Contractor – AI Agent & LLM Evaluation

Jo79阅读0评论7 个月前

Research Intern / Contractor – AI Agent & LLM Evaluation

Company: DeepReach

Remote | Flexible Hours

About Us

DeepReach is building the foundational data and evaluation infrastructure for the next generation of AI. We work with top LLM companies and research labs worldwide, providing expert-driven data annotation, human feedback loops, and cutting-edge model evaluation systems.

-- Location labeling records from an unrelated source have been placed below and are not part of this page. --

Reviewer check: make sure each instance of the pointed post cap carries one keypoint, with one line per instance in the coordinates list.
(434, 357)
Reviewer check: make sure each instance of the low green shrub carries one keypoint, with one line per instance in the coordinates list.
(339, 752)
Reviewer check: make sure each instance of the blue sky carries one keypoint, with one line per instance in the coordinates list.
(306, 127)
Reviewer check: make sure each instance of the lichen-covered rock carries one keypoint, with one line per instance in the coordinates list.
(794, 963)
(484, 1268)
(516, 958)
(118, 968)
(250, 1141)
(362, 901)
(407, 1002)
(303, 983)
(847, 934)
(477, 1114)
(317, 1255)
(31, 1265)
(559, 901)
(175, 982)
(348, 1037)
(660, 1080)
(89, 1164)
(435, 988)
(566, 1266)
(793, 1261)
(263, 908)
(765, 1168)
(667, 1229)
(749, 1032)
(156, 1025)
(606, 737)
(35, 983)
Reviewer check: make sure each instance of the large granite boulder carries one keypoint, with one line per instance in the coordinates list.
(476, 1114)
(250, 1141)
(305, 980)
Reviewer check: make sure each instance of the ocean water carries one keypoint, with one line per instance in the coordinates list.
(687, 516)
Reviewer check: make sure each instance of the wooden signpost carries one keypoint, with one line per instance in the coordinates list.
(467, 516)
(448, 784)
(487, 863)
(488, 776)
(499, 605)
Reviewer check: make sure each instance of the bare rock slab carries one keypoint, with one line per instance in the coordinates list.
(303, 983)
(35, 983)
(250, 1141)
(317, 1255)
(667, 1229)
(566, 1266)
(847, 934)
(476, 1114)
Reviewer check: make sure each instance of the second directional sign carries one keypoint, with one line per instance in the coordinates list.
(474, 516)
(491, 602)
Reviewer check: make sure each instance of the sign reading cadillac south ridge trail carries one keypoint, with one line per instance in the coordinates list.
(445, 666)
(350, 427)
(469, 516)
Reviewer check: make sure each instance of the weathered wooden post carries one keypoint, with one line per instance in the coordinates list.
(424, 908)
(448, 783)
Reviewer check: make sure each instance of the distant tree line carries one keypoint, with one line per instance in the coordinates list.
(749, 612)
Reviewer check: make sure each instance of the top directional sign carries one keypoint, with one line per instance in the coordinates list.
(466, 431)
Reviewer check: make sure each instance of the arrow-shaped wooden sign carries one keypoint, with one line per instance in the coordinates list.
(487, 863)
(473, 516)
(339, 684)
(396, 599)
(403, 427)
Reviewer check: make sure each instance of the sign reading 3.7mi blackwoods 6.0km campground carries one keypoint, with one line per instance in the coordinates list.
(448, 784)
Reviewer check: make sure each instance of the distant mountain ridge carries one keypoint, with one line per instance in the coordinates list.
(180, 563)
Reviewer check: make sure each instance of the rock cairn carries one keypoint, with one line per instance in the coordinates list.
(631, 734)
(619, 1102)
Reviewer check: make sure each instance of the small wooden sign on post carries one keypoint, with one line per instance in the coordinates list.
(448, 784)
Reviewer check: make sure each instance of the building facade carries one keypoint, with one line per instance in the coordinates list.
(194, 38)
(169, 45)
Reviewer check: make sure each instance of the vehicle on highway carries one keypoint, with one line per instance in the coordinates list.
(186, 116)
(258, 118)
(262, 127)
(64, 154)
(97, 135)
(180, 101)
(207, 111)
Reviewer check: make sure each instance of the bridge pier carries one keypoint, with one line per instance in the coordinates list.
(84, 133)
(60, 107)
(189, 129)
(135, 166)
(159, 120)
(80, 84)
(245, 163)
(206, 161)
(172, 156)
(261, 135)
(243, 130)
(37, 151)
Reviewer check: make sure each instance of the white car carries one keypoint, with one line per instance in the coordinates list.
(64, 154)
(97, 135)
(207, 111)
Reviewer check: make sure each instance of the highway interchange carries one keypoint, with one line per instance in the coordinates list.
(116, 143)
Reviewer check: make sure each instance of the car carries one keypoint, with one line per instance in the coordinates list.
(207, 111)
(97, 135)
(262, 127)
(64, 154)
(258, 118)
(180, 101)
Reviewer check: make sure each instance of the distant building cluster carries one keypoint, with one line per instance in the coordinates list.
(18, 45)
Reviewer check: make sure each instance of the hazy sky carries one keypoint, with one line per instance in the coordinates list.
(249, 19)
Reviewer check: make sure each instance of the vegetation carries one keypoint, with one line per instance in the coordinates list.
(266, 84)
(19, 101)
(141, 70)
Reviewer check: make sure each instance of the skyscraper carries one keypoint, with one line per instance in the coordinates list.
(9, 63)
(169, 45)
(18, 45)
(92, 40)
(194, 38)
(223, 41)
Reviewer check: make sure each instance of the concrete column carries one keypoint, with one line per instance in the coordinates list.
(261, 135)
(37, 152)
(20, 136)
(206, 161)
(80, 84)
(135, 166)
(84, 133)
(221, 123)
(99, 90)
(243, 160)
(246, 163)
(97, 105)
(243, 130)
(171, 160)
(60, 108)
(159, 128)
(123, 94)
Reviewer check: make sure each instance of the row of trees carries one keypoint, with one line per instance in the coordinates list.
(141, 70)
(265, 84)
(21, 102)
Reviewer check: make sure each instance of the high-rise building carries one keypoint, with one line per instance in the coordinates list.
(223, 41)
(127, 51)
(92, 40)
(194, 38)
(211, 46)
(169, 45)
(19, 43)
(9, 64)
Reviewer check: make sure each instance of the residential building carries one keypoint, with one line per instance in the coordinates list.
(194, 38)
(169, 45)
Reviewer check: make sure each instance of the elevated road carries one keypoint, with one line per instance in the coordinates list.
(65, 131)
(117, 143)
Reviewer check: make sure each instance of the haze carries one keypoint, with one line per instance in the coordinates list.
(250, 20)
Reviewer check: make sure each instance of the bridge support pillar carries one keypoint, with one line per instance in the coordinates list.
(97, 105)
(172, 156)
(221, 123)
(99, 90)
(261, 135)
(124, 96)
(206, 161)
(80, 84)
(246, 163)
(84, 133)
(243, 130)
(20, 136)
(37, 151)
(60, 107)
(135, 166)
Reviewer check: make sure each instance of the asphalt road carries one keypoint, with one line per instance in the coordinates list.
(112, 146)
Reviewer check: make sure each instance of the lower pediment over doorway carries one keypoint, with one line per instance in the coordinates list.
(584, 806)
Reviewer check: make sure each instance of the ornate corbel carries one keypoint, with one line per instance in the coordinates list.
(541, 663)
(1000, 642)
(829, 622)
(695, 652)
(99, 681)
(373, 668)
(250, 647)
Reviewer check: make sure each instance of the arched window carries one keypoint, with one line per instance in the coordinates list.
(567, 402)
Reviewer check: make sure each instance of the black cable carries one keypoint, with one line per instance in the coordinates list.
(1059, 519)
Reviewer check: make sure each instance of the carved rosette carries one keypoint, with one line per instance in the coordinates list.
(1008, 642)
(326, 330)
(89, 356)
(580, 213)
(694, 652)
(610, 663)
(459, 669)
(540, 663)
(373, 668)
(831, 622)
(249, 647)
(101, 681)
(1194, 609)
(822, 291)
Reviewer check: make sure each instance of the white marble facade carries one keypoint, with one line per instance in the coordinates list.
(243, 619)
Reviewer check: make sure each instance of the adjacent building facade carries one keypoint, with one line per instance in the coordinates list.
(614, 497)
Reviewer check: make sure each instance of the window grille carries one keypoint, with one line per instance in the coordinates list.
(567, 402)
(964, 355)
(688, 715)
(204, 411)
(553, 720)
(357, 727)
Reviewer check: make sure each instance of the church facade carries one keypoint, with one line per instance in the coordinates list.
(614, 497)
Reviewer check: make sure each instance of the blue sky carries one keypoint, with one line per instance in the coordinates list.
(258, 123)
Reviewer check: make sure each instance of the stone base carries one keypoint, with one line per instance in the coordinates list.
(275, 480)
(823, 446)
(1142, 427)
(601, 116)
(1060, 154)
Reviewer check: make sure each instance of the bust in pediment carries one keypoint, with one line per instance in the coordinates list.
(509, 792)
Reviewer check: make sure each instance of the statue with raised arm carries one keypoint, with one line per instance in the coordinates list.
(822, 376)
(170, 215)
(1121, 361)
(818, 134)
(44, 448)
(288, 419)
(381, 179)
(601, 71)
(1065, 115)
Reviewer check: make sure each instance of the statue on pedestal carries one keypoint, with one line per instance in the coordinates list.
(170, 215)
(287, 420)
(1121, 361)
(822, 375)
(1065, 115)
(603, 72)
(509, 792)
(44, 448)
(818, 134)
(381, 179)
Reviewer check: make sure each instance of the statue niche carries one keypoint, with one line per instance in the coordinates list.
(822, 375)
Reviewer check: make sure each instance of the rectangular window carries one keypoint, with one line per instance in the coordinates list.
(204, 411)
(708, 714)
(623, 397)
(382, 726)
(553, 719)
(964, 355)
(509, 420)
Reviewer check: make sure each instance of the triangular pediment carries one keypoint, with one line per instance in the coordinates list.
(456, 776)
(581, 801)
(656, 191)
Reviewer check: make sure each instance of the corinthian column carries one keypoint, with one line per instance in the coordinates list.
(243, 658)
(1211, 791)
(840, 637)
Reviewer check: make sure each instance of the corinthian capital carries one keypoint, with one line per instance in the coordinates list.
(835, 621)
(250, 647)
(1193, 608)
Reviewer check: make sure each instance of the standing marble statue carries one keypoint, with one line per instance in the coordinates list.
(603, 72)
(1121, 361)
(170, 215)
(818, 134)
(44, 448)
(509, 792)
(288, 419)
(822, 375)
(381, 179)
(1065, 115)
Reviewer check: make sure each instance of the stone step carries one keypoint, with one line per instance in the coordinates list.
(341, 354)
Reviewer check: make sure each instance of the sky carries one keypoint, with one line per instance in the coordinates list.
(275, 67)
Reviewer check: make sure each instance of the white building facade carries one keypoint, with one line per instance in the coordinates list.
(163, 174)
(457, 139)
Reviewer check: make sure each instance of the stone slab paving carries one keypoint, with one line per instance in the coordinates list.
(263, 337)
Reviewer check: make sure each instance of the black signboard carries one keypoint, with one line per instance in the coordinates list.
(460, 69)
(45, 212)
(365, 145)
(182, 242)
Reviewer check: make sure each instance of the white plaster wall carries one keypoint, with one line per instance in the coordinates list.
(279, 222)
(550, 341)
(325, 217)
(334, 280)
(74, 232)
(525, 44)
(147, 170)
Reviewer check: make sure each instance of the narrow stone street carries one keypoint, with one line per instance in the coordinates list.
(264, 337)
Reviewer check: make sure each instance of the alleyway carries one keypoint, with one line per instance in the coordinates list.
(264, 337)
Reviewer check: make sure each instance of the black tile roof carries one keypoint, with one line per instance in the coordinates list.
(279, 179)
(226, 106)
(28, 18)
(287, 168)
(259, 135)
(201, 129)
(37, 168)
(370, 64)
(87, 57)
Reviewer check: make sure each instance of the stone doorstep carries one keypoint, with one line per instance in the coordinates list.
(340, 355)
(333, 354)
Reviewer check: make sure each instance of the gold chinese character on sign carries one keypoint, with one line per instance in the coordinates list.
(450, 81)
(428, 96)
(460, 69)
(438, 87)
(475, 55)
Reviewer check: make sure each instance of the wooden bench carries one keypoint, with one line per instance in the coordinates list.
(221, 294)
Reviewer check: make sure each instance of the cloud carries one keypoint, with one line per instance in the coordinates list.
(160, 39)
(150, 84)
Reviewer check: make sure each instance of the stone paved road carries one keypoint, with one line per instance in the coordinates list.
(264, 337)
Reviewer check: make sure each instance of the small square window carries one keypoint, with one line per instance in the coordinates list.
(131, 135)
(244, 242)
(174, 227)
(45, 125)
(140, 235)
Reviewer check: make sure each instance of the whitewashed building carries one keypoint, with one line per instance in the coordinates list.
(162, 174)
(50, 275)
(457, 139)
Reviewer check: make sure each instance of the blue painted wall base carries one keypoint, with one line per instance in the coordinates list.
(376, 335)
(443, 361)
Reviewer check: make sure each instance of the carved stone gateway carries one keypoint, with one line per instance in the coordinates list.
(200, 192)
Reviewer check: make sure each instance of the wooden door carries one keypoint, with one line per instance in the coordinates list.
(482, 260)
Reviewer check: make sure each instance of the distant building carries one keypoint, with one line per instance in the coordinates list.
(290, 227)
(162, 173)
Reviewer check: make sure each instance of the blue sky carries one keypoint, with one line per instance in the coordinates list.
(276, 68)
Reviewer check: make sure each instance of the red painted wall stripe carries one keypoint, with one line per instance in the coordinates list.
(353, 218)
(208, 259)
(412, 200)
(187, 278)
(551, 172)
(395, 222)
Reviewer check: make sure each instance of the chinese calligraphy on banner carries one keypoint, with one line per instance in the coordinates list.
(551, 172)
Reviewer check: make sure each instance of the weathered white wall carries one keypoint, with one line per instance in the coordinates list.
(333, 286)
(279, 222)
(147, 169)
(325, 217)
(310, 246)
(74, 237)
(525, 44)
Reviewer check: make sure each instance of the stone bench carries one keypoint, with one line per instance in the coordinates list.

We are looking for a Research Intern or Contractor to join our team and help us push the boundaries of agent and large language model (LLM) evaluation.

Responsibilities

Conduct research on evaluation methodologies for LLMs and AI agents.
Design, implement, and refine benchmarks to measure real-world performance of advanced models.
Collaborate with industry-leading researchers to develop state-of-the-art evaluation frameworks.
Participate in daily research syncs.
Contribute to academic publications and research papers.

Requirements

Prior experience building LLM evaluation benchmarks
- (Optional but highly preferred) First-author publication(s) at top-tier AI/ML conferences (e.g., NeurIPS, ICML, ICLR, CVPR, ICCV).
Bachelor’s degree completed; currently pursuing or holding a Master’s or PhD in AI/ML-related field.
Strong communication and writing skills.
Ability to work independently and manage time flexibly across global teams.

What You’ll Gain

Direct collaboration with industry-leading researchers working on the frontier of AI evaluation.
Exposure to real-world challenges faced by top LLM companies.
Opportunity to transition into a full-time founding researcher role at a fast-growing startup.
Strong support for academic publishing (papers, workshops, benchmarks).